# Thinking about hosting a craft fair



## SouthernEssence (Feb 26, 2008)

What do y'all think?

I would have it in my town's National Guard Armory or outdoors in the park.  I'm just now thinking about this so it would be a good year before I get everything straight and start advertizing for it.


----------



## Tabitha (Feb 26, 2008)

When would it be? Holidays time 2008 or 2009? I organized a show in my home town & it took a good 6 months to find 70 vendors & I i found by around July all the better crafters had their  Holiday shows for that year already booked.


----------



## SouthernEssence (Feb 26, 2008)

I seriously just started really thinking about it today.  It would be maybe next Spring when I actually have the show.  I don't want to do a Holiday show because there are so many HUGE Holiday shows that go on in my state that I wouldn't be able to compete with them.

How did your show go?


----------



## Birdie (Feb 27, 2008)

Hey!
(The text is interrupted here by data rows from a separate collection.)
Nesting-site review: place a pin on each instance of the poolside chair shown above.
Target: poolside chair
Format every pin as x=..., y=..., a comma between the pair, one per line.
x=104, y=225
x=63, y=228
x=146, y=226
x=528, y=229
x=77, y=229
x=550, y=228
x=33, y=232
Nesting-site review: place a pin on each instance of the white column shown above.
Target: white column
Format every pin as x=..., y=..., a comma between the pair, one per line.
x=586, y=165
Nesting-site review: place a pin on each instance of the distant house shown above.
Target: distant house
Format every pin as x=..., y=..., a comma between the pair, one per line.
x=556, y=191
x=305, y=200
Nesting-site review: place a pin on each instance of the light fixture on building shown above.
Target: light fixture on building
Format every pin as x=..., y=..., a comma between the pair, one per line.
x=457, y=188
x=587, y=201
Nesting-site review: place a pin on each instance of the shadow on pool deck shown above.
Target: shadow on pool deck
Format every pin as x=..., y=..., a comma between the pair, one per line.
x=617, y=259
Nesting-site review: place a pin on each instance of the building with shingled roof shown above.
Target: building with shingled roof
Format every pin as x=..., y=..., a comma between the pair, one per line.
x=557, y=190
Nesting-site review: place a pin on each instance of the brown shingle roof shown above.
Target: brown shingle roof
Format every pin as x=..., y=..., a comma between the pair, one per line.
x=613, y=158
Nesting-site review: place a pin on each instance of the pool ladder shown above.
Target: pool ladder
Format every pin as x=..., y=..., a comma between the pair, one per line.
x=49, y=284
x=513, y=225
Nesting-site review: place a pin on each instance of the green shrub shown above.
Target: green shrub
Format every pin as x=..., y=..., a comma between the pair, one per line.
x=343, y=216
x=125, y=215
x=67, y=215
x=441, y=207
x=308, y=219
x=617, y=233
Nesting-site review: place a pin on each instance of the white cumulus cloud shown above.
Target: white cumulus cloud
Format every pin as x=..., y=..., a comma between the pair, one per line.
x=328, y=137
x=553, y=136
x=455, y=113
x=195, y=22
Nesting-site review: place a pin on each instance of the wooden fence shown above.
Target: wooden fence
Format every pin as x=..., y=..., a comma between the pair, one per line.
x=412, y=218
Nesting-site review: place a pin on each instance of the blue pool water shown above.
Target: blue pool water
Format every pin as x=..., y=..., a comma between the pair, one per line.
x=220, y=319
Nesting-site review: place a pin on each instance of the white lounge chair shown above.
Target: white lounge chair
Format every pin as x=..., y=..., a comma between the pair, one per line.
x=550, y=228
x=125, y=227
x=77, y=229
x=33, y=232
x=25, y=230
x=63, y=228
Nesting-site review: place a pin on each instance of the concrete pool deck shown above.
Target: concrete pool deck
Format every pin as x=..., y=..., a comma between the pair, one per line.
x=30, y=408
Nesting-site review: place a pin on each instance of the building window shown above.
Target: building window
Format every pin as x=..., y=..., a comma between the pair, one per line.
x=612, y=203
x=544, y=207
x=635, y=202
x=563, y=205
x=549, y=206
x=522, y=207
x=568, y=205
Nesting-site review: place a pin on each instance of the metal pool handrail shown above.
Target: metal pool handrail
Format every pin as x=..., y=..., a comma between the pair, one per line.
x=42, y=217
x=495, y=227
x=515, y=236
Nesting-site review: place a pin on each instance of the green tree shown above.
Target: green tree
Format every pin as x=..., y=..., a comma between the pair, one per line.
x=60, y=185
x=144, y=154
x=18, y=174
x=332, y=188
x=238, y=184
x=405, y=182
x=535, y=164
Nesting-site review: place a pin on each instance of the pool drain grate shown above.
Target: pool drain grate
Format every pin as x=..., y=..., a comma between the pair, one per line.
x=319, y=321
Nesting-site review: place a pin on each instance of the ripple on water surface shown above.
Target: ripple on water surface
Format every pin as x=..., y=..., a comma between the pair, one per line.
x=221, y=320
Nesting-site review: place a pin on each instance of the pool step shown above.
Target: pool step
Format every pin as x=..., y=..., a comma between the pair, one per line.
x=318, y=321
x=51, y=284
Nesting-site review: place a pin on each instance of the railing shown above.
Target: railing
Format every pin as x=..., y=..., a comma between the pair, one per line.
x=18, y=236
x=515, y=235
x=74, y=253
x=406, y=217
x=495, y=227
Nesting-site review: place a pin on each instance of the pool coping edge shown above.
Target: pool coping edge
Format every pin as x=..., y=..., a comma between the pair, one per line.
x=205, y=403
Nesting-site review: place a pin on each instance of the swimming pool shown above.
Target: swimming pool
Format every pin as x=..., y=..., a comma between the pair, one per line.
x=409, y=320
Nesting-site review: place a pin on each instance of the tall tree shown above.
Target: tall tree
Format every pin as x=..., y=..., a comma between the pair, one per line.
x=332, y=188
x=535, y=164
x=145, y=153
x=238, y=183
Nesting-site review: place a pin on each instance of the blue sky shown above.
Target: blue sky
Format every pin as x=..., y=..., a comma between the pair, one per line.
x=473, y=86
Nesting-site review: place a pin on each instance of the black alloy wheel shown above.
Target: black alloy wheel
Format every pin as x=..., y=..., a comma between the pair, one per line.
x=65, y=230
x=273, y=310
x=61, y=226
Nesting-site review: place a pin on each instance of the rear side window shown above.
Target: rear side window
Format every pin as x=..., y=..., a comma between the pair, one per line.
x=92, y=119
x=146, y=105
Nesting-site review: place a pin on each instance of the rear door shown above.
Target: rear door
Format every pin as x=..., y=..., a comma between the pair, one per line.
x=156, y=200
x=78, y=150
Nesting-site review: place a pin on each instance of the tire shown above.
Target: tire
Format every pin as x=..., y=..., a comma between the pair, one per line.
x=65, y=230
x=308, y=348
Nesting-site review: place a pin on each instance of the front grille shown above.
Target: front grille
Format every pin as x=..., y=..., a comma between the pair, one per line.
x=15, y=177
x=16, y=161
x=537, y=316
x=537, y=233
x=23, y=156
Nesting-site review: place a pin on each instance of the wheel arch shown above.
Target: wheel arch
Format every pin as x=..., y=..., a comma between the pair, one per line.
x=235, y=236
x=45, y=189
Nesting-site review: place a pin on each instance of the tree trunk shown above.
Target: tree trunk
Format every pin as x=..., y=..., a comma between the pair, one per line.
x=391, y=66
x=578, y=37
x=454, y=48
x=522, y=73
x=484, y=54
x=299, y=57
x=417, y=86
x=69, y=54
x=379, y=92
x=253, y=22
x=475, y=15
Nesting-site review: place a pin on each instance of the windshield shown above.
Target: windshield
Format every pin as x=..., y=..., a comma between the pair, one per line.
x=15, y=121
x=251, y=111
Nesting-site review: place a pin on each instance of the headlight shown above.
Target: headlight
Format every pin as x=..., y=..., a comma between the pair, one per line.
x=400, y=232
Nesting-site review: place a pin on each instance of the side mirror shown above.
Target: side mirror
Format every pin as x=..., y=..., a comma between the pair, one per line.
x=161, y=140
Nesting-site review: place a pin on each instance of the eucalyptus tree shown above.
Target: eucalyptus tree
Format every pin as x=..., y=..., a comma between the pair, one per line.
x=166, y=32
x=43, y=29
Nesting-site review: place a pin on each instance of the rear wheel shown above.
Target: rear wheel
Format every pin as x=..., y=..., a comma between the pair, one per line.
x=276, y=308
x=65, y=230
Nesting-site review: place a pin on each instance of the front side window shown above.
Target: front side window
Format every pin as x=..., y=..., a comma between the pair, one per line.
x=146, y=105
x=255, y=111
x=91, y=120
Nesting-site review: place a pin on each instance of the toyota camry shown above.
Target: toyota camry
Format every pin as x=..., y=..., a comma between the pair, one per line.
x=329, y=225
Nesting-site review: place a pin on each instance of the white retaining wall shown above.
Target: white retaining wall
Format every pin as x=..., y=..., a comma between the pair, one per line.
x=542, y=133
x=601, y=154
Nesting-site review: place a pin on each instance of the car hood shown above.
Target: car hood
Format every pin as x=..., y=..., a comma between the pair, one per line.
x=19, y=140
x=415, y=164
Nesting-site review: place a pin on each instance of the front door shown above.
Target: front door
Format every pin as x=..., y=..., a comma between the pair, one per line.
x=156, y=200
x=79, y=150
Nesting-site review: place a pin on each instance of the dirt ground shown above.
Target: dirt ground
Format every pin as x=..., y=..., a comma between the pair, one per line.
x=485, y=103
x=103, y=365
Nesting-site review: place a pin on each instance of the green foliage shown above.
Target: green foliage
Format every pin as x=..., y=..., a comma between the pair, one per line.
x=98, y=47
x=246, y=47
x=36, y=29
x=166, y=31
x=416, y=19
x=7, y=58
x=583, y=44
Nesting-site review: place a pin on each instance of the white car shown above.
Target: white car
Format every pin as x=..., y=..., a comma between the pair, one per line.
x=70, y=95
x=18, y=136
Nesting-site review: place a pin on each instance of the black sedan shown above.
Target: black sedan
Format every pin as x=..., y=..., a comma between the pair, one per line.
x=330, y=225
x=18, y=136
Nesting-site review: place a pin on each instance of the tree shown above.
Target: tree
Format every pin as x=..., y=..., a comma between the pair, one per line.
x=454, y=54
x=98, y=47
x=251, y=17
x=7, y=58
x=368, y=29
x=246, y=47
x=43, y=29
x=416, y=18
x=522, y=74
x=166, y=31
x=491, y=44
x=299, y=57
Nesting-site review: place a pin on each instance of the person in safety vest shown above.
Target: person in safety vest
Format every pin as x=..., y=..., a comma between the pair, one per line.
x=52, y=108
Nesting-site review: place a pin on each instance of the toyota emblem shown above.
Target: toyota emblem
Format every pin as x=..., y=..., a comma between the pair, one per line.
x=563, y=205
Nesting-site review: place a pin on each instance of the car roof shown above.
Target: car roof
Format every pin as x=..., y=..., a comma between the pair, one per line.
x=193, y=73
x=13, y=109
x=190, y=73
Ill be in NC in July for a show!
Plan, girl, plan. That's the key :wink:


----------



## breathenatural (Mar 5, 2008)

Sometimes I think hosting the show is where the money is at!!!

There are so many that run around here, and they charge anywhere from $50-thousands...

I know a couple mom's who started a Mom show and were quite successful with it.  They first did a holiday one in November, charged for the booth, had each vendor send them 20 addresses or emails of potential people who would come, they sold their own goods at the show too, but I think hosting the show was the bread and butter for them.


----------